PIK3C2A is a member of the phosphoinositide 3-kinase (PI3K) family that catalyzes the phosphorylation of phosphatidylinositol (PI). Class II PI3Ks has been attributed a wide-range of biological functions including, angiogenesis, cellular signaling, endosomal trafficking, exocytosis as well as ciliary formation and function. However, its function is still poorly understood. Identifying the genetic basis of Mendelian diseases provide insight into gene function, susceptibility to disease and can improve clinical care.

Methods

We performed whole exome sequencing in three independent consanguineous families to identify the underlying single-gene disease-causing mutation. We then obtained dermal fibroblasts from skin biopsies of the affected individual and healthy controls for molecular studies.

Results

We identified three homozygous protein-truncating mutations in the gene PIK3C2A in five children from independent consanguineous families. The affected individuals show a considerable overlapping phenotype including cataract, skeletal abnormalities, hearing loss and renal involvement among other features. Molecular data of patient-derived fibroblasts were consistent with loss of PIK3C2A function as evidenced by the lack of PIK3C2A protein.

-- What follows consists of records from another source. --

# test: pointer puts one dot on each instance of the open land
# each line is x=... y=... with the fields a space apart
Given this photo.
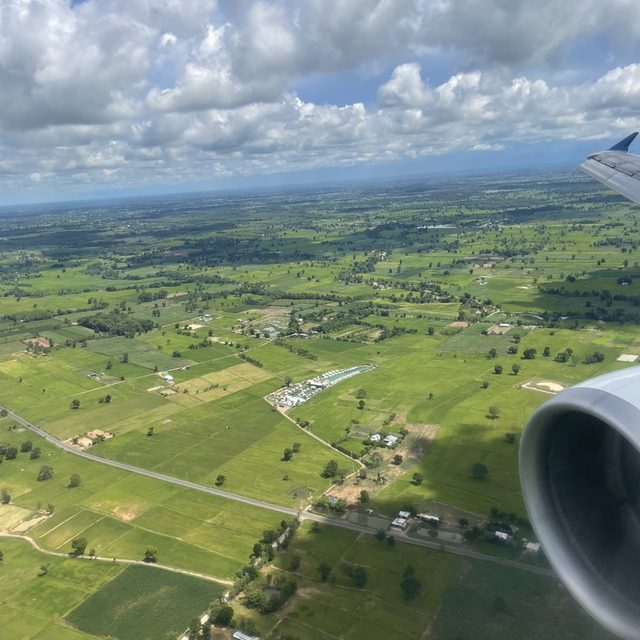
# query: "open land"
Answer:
x=470 y=301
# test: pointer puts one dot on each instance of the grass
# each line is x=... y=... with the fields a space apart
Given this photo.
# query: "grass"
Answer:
x=34 y=606
x=144 y=604
x=120 y=514
x=487 y=602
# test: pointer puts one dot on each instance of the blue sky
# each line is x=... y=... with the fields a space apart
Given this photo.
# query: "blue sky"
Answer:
x=149 y=96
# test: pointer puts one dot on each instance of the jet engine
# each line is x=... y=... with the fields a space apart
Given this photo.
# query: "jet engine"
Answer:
x=580 y=476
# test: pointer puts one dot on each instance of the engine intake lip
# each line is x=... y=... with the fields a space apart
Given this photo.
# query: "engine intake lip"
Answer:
x=593 y=421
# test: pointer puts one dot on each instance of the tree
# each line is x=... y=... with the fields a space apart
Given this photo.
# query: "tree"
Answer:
x=150 y=555
x=479 y=471
x=330 y=470
x=324 y=570
x=78 y=546
x=45 y=473
x=222 y=615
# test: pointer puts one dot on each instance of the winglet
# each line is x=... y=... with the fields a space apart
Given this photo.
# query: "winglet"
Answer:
x=623 y=145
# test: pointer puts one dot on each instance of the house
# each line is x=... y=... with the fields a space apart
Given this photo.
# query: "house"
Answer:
x=390 y=440
x=239 y=635
x=427 y=517
x=399 y=523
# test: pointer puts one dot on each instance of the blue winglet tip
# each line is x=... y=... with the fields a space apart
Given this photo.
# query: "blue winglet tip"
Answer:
x=623 y=145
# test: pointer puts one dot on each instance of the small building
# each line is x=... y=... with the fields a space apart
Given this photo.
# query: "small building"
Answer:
x=427 y=517
x=240 y=635
x=399 y=523
x=390 y=440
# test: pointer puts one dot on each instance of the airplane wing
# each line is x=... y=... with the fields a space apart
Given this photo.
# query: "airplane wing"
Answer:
x=617 y=169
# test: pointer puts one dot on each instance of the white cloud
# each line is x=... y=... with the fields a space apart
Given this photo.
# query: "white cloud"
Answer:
x=126 y=91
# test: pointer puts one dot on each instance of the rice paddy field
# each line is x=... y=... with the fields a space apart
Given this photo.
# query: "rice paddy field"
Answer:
x=472 y=299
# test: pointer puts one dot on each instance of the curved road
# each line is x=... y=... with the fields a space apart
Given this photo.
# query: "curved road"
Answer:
x=303 y=515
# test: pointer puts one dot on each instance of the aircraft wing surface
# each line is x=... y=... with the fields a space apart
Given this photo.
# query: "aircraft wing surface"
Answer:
x=617 y=169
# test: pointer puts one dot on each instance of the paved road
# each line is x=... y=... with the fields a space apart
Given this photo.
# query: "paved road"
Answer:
x=304 y=515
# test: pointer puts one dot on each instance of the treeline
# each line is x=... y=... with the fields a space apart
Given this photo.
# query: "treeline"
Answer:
x=299 y=351
x=116 y=324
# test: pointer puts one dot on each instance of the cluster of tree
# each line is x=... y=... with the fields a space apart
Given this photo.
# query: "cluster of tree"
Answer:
x=564 y=356
x=280 y=590
x=387 y=333
x=250 y=360
x=148 y=296
x=117 y=324
x=289 y=451
x=299 y=351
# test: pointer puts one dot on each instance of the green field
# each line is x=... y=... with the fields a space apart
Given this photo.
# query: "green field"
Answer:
x=240 y=295
x=143 y=604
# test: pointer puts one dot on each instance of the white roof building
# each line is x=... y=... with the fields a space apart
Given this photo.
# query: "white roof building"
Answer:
x=399 y=523
x=239 y=635
x=390 y=440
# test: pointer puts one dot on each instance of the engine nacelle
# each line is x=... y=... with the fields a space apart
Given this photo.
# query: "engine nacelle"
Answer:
x=580 y=476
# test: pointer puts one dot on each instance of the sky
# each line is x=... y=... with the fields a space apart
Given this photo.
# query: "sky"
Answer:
x=113 y=97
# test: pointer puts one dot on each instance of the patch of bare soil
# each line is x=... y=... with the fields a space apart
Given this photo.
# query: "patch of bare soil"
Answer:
x=412 y=449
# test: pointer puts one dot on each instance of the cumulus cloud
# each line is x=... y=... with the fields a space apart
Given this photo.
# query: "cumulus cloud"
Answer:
x=151 y=91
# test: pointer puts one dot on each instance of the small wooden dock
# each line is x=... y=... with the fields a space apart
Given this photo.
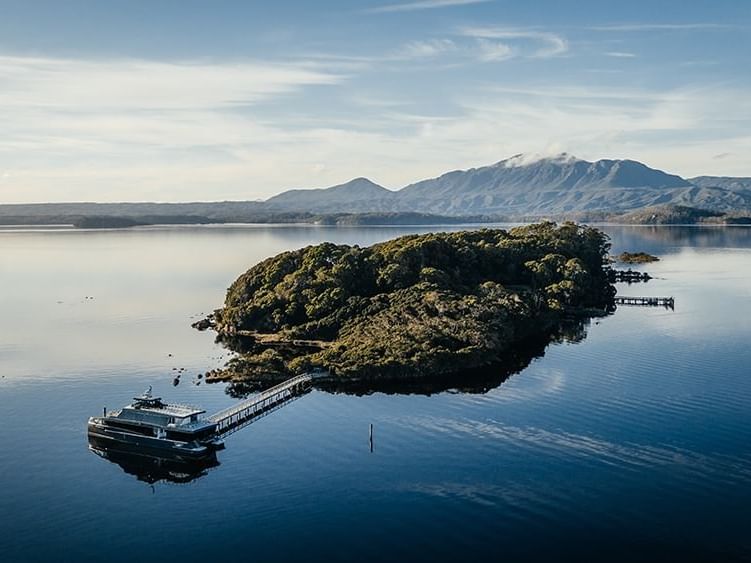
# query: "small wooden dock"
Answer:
x=237 y=416
x=667 y=302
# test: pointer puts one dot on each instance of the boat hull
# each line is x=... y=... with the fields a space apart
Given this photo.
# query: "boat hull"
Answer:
x=163 y=447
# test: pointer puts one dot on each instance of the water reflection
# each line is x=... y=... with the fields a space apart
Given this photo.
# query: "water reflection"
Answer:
x=152 y=469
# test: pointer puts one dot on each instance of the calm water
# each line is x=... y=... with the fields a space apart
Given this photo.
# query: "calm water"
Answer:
x=634 y=442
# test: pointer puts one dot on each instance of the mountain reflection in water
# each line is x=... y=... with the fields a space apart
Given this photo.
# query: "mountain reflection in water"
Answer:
x=152 y=469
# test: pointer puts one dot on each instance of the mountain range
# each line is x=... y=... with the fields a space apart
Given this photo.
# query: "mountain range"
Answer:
x=522 y=185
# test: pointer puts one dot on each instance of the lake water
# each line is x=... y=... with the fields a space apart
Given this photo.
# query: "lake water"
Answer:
x=634 y=443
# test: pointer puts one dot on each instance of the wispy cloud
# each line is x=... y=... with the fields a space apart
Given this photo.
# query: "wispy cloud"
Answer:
x=492 y=51
x=547 y=44
x=659 y=26
x=428 y=48
x=423 y=5
x=47 y=83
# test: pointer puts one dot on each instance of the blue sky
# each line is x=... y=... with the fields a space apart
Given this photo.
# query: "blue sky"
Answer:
x=197 y=100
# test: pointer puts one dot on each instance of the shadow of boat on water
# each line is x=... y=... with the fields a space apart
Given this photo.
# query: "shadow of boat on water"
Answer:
x=152 y=468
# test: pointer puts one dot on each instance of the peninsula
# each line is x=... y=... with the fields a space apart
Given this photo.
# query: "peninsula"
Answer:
x=416 y=306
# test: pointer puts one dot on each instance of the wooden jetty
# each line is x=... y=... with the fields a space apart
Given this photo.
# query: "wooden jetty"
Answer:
x=668 y=302
x=257 y=406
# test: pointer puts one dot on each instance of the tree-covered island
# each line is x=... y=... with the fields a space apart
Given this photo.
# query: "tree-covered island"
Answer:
x=416 y=306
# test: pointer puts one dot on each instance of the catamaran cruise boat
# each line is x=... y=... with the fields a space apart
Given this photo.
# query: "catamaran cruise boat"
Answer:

In addition we demonstrate that the PIK3C2A deficiency caused impaired cilia formation, decreased levels of PI in primary cilia, and altered the phosphorylation status of Akt, GSK3beta as well as the expression level of AXIN2.

Conclusion

We demonstrate that loss-of-function mutations in PIK3C2A resulting in a novel syndrome consisting of short stature, cataracts, hearing loss, skeletal abnormalities and renal involvement. This discovery, together with studies of other disorders of PI metabolism, will enable future studies to discover the pathophysiological mechanism basis of this syndrome to better understand the role of PIK3C2A.